As time passed by, more people were released by having their friends and families bribe officers. Others went to the extent of offering to have sex with the officers to secure their release.
I ended up alone in a cell as only prisoners who offered bribes were given audience; many others died of malaria, cholera and cold-related illnesses.
I starved, ate and drank human waste, swallowed small stones, covered my nose with polythene bags with the intention of suffocating myself, but I still could not take my life.
I was later moved to a different cell with a Ugandan man of about 60. Kigaazi was calm and wise, and gave me a lot of advice.
After recovering from my suicide attempts, he told me; ‘You have a bright future, all this will end one day,’. I remember those words every day.
Realising prayers and suicide attempts would not work, I decided to be creative and apply my chemistry and engineering skills to escape.
I urinated on the padlock daily in a bid to make it rust, and later decided to keep it soaked in a plastic bag filled with the waste; it took six months for the padlock to rust completely.
I woke up one morning and decided to try unlocking the completely rusted padlock and to my relief, it opened. It was at this instance that I prayed for the very first time in months.

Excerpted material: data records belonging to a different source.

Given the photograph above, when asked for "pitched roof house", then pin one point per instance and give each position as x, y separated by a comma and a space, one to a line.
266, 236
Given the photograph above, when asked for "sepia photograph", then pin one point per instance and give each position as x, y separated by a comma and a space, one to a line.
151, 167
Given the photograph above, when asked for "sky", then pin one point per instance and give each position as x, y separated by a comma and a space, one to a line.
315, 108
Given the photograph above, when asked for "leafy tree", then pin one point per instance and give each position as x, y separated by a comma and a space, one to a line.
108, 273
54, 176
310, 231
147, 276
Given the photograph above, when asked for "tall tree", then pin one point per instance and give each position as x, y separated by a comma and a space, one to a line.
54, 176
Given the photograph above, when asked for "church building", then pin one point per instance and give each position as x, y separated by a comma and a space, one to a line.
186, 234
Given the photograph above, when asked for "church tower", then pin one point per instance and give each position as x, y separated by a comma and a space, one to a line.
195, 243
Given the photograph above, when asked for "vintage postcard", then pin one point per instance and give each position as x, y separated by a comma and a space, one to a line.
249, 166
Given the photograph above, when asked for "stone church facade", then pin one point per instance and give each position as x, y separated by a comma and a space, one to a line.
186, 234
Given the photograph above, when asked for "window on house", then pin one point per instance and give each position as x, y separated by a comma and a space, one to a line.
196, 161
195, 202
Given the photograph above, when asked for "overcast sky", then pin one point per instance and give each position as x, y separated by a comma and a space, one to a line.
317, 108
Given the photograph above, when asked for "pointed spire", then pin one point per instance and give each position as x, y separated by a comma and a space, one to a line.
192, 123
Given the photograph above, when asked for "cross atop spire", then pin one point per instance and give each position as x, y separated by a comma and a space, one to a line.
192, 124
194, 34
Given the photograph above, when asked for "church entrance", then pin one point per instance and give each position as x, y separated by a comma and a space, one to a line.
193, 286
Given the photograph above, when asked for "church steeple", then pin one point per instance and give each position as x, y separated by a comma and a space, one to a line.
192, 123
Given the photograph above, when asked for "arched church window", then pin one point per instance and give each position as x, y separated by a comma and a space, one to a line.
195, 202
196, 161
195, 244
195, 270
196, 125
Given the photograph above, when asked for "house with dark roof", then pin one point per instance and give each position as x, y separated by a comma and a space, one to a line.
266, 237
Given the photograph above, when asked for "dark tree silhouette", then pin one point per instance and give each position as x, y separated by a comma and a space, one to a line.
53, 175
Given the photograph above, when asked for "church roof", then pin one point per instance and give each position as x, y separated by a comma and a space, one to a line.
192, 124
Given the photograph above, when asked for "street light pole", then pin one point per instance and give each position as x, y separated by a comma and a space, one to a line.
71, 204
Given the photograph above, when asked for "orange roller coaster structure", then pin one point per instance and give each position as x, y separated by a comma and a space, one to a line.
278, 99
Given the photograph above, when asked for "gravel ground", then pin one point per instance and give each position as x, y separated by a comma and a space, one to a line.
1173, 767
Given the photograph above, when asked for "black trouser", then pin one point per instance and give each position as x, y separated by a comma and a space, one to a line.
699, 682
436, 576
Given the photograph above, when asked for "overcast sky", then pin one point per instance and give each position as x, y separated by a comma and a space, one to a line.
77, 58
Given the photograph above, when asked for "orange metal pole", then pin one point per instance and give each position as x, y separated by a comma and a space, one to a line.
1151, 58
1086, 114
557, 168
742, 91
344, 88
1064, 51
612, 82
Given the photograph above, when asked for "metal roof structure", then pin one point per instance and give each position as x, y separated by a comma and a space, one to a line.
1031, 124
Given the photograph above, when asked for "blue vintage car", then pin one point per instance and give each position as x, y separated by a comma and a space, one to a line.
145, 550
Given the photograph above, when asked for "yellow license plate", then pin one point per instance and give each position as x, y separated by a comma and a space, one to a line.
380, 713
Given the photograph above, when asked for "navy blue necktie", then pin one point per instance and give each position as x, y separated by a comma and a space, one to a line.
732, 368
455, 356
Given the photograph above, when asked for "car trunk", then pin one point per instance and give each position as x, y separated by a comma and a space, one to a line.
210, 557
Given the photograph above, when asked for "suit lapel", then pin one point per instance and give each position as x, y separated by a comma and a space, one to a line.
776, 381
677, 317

I then started drawing plans to escape the prison.
Sadly, I did not know the area; all I could see were the grilled door and the heavily armed wardens, who would open it once a day to throw us either buns or semi-cooked rice.
After picturing all manner of scenarios, including a blast and a gunfight, I was freed in March 2014, when a warden walked into the prison, read from a piece of paper in Arabic and left.
Nine others were unchained after which we were all pushed out into the sun, whose rays caused my eyes pain but that did not matter as I was finally free.
Kigaazi and I went to River Nile, which was 500km away, to take a bath. We had not done this for two years and seven months.
We then went to Malakal, to the house of an old Sudanese man I had worked for as a groundsman.
He could barely recognise me, but after I told him who I was and what I had gone through, he sympathised with us and gave us 300 pounds.
That is the money I used as my bus fare back home, to family members and friends who had lost hope of seeing me again.
I am now working towards resuming my studies as I was discontinued for being absent without notice.